In the background you can just make out the top of the control tower we built with 2x4s during our first MIK. Rot, a coconut frond, and a lacrosse ball took out the top of the platform.
Battery B, 1st U.S. Artillery stood guard on the plateau connecting Hell’s Mountain to Dino Mountain, as a squadron of the 7th Cavalry heads out on patrol. This plateau was another LSC project:
For those wondering, yes, the patrol got ambushed by those hombres atop the abandoned mine shaft. O.S. made that shaft years ago by covering a piece of foam with QuickC rete and declaring it done!
At last, the boys brought the Triple O to full dress:
The pictures cannot convey the sense of life that having “little people” populating the railroad doing Wild West things brings to our little railroad. Later in the Day, Y.S. brought the neighbor girls over (3 and 5), and their “Oh, wow!” is perhaps the best compliment we got.
At this point, I turned it all over to the boys for “operations.” I set out all the US profile things we own and simply see what they will do with it. The closes we got to “operations” was a company of Dog Wallow Volunteer Militia that embarked on a freight to help get a supply column through to Fort Union. Non-railroad operations did include a pitched battle for the fort, the sacking of Dog Wallow, and the near sacking of Green Hills. Kid-zilla did run some freight service…
…but staging bank robberies was more fun. I have to watch “Butch Cassidy and the Sundance Kid” with him, I guess! You’ll note the Mik project, “Mama’s Bakery No Ka Oi” in the background. Some of the planks have come loose, but this craft-stick-on-foam creation has held up well. You can see it is supplying the local saloon, too, belwo:
Back in Green Hills, the Triple O crew prepares to inspect a newly acquired and gently used Austrian loco (Is any LGB heavy layout complete without a STAINZ somewhere?):
O.D. and I gave this old STAINZ a once-over. We hold the parts to restore this refugee from 1981. There is talk of new paint, too. Different story…
Y.D. showed up, and, if I may say so, the look on her face says, “I may have chose poorly…”

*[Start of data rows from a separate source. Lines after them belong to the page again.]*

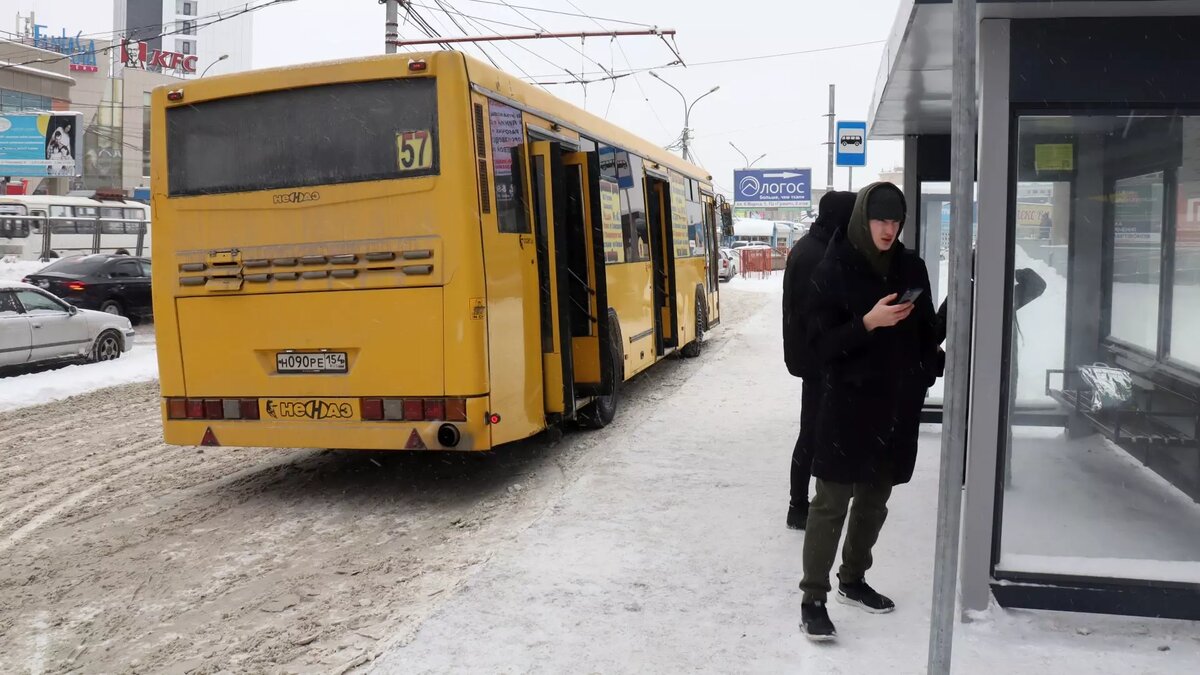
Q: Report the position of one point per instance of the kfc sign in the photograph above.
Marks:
(139, 55)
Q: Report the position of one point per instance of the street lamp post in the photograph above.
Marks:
(219, 59)
(745, 161)
(687, 111)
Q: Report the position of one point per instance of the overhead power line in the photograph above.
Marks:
(737, 60)
(545, 11)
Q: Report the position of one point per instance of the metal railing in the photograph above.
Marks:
(48, 237)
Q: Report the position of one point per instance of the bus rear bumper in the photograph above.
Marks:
(334, 434)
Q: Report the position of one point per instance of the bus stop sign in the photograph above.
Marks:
(773, 187)
(851, 144)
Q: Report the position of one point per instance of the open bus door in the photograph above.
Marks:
(576, 342)
(547, 187)
(585, 297)
(658, 223)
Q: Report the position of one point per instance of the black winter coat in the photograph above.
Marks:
(802, 262)
(875, 382)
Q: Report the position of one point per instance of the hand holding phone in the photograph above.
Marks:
(910, 296)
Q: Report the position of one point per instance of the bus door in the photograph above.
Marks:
(586, 293)
(549, 191)
(714, 263)
(658, 216)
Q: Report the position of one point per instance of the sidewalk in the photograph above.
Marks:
(672, 556)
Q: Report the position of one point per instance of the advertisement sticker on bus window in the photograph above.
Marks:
(679, 215)
(414, 150)
(610, 219)
(507, 133)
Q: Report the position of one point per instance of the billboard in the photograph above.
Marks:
(773, 187)
(41, 144)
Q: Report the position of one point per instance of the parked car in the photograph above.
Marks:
(729, 264)
(108, 282)
(37, 327)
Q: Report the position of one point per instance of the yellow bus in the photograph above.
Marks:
(412, 251)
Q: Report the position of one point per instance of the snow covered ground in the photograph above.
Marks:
(1085, 507)
(36, 388)
(671, 555)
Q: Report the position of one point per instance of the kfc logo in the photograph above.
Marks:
(139, 55)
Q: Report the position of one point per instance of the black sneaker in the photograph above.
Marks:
(797, 515)
(861, 595)
(815, 622)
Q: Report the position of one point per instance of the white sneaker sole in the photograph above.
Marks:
(841, 598)
(819, 638)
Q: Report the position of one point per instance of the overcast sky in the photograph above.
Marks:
(771, 106)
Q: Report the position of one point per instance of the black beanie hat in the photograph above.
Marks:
(886, 204)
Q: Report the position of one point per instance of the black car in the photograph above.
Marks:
(113, 284)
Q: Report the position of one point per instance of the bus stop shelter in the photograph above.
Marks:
(1083, 487)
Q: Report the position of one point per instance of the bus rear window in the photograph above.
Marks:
(323, 135)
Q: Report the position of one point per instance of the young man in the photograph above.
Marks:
(874, 335)
(832, 216)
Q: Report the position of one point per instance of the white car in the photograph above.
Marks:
(729, 264)
(37, 327)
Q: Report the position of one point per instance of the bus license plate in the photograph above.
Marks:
(310, 362)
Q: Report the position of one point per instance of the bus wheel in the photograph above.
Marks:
(691, 350)
(600, 412)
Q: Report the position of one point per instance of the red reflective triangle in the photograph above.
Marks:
(414, 442)
(210, 438)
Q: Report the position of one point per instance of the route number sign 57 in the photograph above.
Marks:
(414, 150)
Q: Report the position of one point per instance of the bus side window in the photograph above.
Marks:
(61, 222)
(89, 225)
(633, 207)
(113, 219)
(135, 221)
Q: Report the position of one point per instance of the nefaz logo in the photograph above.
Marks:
(309, 410)
(297, 197)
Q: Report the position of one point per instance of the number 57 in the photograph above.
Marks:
(414, 150)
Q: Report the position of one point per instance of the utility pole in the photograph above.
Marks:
(832, 141)
(687, 112)
(391, 27)
(964, 124)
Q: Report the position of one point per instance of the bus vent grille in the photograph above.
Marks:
(480, 148)
(485, 195)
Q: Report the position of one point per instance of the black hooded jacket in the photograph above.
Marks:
(833, 214)
(875, 382)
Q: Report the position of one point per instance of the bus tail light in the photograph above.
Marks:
(211, 408)
(435, 408)
(214, 408)
(372, 408)
(456, 410)
(249, 408)
(414, 408)
(195, 408)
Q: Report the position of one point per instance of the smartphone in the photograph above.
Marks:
(909, 296)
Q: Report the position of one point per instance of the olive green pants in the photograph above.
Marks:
(827, 515)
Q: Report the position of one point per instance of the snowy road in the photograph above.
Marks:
(655, 545)
(121, 554)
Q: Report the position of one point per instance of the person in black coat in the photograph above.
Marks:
(833, 214)
(877, 358)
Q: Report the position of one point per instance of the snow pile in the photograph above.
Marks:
(16, 270)
(670, 555)
(37, 388)
(759, 284)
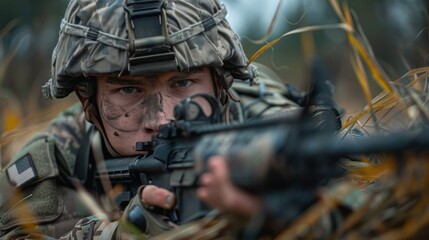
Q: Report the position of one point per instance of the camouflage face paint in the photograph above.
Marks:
(130, 118)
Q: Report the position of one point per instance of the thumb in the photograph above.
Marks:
(158, 197)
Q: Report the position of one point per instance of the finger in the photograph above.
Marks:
(158, 197)
(217, 165)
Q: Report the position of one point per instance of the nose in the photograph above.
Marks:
(151, 125)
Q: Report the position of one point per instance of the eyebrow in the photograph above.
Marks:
(179, 76)
(122, 81)
(183, 75)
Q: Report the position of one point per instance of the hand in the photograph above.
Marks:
(218, 192)
(158, 197)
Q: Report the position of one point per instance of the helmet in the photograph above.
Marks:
(139, 37)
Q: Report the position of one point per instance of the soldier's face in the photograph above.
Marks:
(133, 108)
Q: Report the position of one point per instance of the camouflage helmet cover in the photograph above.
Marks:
(97, 37)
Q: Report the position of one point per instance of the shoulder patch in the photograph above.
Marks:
(22, 171)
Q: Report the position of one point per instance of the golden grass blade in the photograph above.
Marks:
(296, 31)
(337, 9)
(382, 82)
(347, 15)
(272, 24)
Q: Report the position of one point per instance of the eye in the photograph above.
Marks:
(182, 83)
(128, 90)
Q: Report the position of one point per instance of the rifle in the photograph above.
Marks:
(289, 154)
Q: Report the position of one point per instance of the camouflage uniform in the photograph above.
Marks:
(98, 38)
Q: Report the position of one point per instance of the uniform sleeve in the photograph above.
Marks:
(36, 199)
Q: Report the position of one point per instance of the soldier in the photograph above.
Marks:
(129, 63)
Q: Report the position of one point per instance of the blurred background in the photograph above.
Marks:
(397, 30)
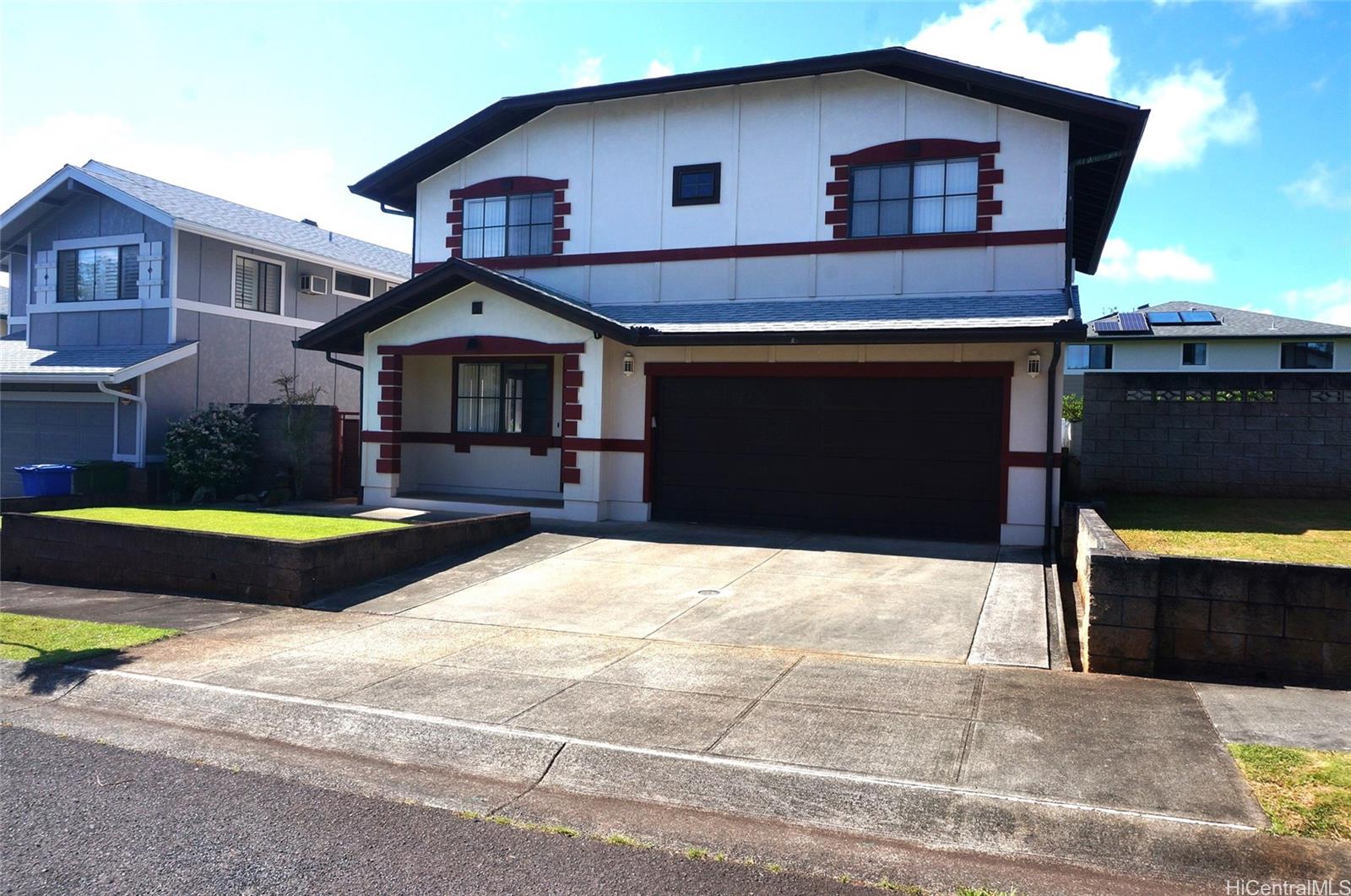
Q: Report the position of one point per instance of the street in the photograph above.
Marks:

…maybe she spotted that drawn pistol at the Drug Store and realized a sale was about to go very, very poorly! Meanwhile, Olomana drags a train out of the mine. I had intended to put another LSC project, our m2075/STAINZ hybrid out, but it sheared off the stack entering the building I designed around it! Ooops. Basically, the building settled, gravel filled under the track, with the net result only Olomana and Diesel Dan can pass through.
O.S. spent most of his time directing the attack on / defense of Fort Union, with occasional breaks to send war parties into the various towns. Because I was busy moving figurines alongside him, these struggles did not make it to the camera.
For his part, Kid-zilla made sure Green Hills Yard stayed in efficient operating order between attempts on the bank. As the second shows, I think he did a good job!
The rest of the photos are little scenes the boys created, one of which actually involves trains:
Though not really railroad pictures, it really brought home to me how important the environment is to really bringing model trains to life, whether it is figurines or plants or train orders.
Before everything went back on the shelf, Bubbles took a spin (VIDEO: Bubbles Takes a Spin).
By about 1500, sunburned, thirsty, and tired, we sounded the last whistle and drew the curtain on this iteration of “Little People on the Railroad Day.” Not a lot of serious modeling, but a lot of serious fun! I hope you don’t mind my sharing it with you, and that you may have enjoyed seeing the various Mik Builds and other projects in action. There is a lot of shared knowledge and not a few surplus parts from members of this community on display in these photos, so this is one way I have to say “Thank you!”